Dexter Fowler signs with Cardinals, says new team can win it all

ST. LOUIS — Many who follow the Cubs will remain fans of Dexter Fowler forever, and why not? He gave the team the best season of his career in 2016, from his red-hot April to his first All-Star Game to his leadoff homer in Game 7 of the World Series.

Fowler will be missed on the North side, and the feeling will be mutual. But he has officially moved on — to the Cubs’ biggest rivals, no less. The Cardinals introduced their new center fielder and leadoff hitter Friday at Busch Stadium.

“I’m a Cardinal now,” Fowler said, “and I couldn’t be happier.”

One year after the Cubs lured outfielder Jason Heyward and starting pitcher John Lackey from St. Louis, the Cardinals got a measure of revenge. At least, that’s how some here are looking at it, even though the Cubs clearly had no plans to try to bring Fowler back into the fold. That was driven home with last week’s signing of former Cardinal Jon Jay, who is expected to share time in center field with Albert Almora Jr.

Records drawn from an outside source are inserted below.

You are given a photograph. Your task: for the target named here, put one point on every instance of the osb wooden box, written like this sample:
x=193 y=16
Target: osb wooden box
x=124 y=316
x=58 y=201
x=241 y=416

Dexter Fowler on Friday: "I'm a Cardinal now, and I couldn't be happier." (AP/Jeff Roberson)

The Cardinals gave Fowler the sort of long-term deal — a reported $82.5 million for five years — that the Cubs wouldn’t have begun to consider offering. But that’s not to suggest Fowler, who’ll wear No. 25 and turn 31 years old a week before the season starts (against the Cubs in St. Louis), doesn’t make last season’s N.L. Central runners-up significantly better.

In fact, he was the very piece they needed to help them bridge the gap between them and the Cubs, who finished 17½ games in front in 2016. The insertion of Fowler — who had a career-best .393 on-base percentage last season — at the top of the order enables three-time All-Star Matt Carpenter to slide back down into a run-producing role. Cardinals manager Mike Matheny also can move Randal Grichuk from center field to left field (vacated by new Yankee Matt Holliday), where he should be a defensive standout with his speed and range.

Look, it’s not like the Cardinals got Kris Bryant, Anthony Rizzo or one of the Cubs’ other young superstars. But they are feeling pretty good about themselves.

“I feel like this team has a chance to win a World Series,” Fowler said. “That was a big part in coming here, because winning is addictive.”

The Cardinals needed a leadoff hitter. They hoped to get more athletic on the field and better on the basepaths.

“But Mr. Fowler is more than that,” general manager John Mozeliak said. “We also think about him as a leader. More importantly, he wants to lead. He wants to have a voice in that clubhouse.”

Fowler will miss his former clubhouse, but he’ll get over it. That’s why he’s making the bigger-than-ever bucks.

“It’s bittersweet,” he said. “Now (the Cubs) are the rival, but I’ve still got some boys over there. We’ll always be boys. We won a championship together. But when you get on the field, it’s go time. Now we’re playing against each other.”

Yet the memories sure are good. Fowler won’t ever forget the way Cubs teammates greeted him at 2016 spring training, after the team surprisingly brought him back on a one-year contract. He won’t forget the “you go, we go” faith Joe Maddon had in his leadoff guy.

He even appreciated the respectful manner in which things ended, with Cubs president Theo Epstein giving Fowler a heads-up before the team’s announcement that it had signed Jay.

“I’ll be forever grateful that I was a Cub,” Fowler said. “We made history. We won a World Series. But that door is closed. I’m a Cardinal now, and we’re trying to make history over here as well.”